Planto por los devoracartas
Vamos quedando pocos de los de mi raza. Los motivos de la catástrofe son bien conocidos. Cuando pienso en ellos –todos los días a toda hora–, los enhebro cual cuentas de un rosario triste. Y me doy explicaciones tan superfluas como inútiles para cambiar la situación.
Que las casas ya no se construyen como antes; que en lugar de para una familia por vivienda, como en el tiempo del que venimos, ahora se levantan edificios que son pequeños pueblos; que los arquitectos solo piensan en ahorrar en materiales; que la nuestra es una estética que pertenece al pasado…
Pero la razón última de nuestra condena es que los humanos han cambiado su forma de establecer comunicación los unos con los otros.
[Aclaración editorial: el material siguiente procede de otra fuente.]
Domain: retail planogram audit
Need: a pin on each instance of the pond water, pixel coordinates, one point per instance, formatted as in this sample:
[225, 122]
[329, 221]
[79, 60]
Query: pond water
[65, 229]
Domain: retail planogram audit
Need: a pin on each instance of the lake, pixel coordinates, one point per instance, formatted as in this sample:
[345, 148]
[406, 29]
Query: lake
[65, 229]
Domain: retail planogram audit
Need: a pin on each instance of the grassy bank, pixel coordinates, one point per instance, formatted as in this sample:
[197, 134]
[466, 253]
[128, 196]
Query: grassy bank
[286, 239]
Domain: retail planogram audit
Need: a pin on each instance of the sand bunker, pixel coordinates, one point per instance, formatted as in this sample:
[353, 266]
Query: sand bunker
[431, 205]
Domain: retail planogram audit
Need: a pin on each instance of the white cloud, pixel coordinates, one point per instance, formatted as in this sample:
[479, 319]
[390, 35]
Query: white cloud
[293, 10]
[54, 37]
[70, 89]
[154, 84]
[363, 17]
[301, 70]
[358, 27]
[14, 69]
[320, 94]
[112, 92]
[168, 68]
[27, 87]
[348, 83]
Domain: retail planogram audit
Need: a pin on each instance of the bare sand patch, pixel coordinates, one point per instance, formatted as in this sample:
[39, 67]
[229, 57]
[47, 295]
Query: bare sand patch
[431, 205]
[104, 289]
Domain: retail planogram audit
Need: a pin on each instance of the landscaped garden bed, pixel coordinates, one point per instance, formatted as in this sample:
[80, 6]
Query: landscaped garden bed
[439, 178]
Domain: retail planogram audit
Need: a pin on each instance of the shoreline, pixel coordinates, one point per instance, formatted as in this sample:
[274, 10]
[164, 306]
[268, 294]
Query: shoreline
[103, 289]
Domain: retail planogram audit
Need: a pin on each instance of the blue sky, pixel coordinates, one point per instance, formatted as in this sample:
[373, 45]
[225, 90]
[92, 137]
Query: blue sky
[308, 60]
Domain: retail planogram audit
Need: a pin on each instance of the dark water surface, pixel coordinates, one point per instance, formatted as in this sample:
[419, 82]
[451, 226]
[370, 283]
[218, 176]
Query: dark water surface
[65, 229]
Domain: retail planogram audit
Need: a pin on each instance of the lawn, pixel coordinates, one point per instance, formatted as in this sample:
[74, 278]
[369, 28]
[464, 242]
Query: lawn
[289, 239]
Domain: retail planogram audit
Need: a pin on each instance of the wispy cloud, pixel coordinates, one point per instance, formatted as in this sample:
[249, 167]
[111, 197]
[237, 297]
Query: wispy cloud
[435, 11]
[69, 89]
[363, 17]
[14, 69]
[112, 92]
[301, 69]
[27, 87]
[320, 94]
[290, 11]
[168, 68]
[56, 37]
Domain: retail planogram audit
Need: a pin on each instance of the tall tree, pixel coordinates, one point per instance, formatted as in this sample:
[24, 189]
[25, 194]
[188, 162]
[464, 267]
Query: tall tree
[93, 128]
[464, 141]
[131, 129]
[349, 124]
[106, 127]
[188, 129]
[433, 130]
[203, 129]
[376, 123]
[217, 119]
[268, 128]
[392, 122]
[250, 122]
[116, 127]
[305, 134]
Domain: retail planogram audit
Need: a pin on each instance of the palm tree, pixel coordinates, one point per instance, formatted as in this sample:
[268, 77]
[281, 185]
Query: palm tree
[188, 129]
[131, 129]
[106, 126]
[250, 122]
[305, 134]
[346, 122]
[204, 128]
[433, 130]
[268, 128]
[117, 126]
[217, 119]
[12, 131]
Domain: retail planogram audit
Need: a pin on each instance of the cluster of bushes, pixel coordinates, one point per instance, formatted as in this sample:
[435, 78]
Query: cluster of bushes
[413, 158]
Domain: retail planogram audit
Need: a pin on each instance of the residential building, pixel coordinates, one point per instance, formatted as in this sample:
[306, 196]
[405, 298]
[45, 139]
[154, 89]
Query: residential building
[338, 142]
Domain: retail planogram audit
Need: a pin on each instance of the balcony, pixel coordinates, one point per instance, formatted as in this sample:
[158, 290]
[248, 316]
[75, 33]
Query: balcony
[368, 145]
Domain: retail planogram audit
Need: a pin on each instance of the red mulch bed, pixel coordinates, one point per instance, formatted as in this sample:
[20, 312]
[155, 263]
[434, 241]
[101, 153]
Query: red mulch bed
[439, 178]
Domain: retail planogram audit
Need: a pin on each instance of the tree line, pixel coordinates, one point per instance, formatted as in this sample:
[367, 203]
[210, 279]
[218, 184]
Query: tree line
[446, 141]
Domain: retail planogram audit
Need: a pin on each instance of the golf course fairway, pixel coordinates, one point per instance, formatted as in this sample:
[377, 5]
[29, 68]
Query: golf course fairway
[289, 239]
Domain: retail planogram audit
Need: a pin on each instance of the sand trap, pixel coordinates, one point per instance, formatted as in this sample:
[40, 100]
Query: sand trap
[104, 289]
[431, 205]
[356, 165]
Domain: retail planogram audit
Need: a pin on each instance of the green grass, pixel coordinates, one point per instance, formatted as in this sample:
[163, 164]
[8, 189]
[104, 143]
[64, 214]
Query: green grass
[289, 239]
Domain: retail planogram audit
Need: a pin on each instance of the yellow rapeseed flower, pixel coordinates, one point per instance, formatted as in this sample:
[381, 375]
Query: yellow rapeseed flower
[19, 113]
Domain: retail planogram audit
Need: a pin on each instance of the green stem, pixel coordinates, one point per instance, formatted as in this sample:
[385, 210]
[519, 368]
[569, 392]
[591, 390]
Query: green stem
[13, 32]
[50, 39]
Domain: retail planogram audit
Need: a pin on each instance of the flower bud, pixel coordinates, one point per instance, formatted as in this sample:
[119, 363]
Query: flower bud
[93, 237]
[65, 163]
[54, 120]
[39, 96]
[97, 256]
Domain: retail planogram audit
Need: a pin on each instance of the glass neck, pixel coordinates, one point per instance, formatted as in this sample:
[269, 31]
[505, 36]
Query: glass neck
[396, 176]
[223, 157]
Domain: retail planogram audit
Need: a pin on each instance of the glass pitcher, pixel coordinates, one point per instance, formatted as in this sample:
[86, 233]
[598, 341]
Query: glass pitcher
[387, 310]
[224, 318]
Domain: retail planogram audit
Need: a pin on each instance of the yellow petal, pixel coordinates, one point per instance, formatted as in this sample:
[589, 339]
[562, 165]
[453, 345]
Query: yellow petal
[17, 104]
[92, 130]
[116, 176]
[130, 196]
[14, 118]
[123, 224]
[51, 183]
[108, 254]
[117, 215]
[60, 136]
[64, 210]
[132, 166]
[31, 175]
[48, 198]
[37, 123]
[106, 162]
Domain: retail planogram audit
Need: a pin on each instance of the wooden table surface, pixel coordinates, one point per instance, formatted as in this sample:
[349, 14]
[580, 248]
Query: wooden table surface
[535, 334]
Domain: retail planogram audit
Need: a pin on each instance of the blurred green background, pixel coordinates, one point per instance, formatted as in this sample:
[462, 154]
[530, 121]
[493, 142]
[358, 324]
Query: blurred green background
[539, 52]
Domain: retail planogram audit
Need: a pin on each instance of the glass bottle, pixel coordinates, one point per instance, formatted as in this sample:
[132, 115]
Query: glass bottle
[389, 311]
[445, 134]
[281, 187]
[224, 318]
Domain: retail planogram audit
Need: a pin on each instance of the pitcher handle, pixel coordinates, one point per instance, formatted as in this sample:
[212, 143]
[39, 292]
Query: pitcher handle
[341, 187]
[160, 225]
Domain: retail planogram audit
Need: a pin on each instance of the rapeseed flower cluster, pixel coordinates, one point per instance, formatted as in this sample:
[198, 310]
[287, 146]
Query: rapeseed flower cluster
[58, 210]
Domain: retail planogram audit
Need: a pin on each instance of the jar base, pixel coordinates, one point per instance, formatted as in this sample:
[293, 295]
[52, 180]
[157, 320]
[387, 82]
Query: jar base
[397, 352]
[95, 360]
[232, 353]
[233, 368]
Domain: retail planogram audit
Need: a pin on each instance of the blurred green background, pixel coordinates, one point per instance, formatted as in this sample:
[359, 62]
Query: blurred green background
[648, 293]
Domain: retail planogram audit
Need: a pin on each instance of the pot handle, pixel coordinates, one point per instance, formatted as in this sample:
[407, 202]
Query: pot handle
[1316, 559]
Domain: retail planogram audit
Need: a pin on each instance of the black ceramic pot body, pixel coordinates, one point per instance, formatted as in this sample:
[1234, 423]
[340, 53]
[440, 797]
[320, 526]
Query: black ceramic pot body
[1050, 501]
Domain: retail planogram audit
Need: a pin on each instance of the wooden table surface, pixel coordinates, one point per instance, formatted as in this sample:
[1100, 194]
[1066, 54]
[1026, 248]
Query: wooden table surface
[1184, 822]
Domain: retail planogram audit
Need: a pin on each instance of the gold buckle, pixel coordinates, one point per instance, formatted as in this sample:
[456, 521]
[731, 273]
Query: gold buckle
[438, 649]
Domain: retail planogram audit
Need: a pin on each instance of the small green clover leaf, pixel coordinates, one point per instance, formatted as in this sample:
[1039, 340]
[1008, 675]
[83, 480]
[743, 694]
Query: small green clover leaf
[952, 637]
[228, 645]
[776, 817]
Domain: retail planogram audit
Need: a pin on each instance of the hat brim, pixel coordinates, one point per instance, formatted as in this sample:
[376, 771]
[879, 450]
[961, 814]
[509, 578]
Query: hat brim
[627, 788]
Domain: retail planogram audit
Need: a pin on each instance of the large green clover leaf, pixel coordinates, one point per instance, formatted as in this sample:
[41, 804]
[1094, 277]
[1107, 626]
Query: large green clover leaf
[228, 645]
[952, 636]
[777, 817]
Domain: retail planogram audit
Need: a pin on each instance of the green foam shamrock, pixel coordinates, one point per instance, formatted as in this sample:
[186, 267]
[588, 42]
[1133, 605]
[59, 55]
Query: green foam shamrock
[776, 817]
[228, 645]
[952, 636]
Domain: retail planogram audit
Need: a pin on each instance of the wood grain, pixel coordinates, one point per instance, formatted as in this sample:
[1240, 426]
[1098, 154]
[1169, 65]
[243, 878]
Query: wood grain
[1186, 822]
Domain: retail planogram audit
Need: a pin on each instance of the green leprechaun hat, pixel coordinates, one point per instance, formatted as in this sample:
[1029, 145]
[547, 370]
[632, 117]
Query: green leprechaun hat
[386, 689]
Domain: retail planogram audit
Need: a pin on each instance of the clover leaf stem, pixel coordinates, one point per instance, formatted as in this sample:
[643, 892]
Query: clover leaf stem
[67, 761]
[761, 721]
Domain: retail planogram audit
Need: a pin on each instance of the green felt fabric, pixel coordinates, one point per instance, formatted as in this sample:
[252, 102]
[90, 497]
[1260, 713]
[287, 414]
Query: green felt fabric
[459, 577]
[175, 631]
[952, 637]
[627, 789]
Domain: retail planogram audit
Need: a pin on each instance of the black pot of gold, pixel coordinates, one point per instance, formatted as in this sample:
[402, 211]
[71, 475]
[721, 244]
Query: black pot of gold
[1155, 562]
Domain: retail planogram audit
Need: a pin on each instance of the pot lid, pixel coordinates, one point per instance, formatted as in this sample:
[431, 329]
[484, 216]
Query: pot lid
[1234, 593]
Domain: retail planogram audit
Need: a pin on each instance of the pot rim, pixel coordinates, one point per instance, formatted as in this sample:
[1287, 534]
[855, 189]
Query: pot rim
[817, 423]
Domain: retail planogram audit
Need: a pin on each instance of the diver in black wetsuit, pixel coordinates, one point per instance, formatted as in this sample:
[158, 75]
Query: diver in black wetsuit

Antes se mandaban cartas casi para todo y con gran frecuencia: los parientes, los amigos, los enamorados, las empresas intercambiaban nuestro alimento y su llegada constante nos mantenía vivos y saludables. Aquella fue nuestra época de oro. Éramos testigos privilegiados de cómo, no pocas veces, los papeles escritos que emergían de los sobres que acabábamos de engullir con deleite llegaban a las manos de quienes los esperaban ansiosos y despertaban en ellos sentimientos que los alegraban, los entristecían, los enfadaban o deprimían.
Luego, cuando aparecieron los aparatos electrónicos para comunicarse, poco a poco nos fueron desplazando y todo aquel tráfico de sobres de distintos tamaños, colores y procedencias decayó hasta cortarse casi por completo; los últimos sobrevivientes de él fueron los de las facturas, pero últimamente, según colijo porque han encontrado la forma de enviarlas a través de esos chismes llamados celulares, también estas escasean cada vez más…
Así las cosas, el fin está próximo, lo sé.
Por eso, caminante que te has detenido frente a mí, mírame bien pues puede ser la última vez que me veas.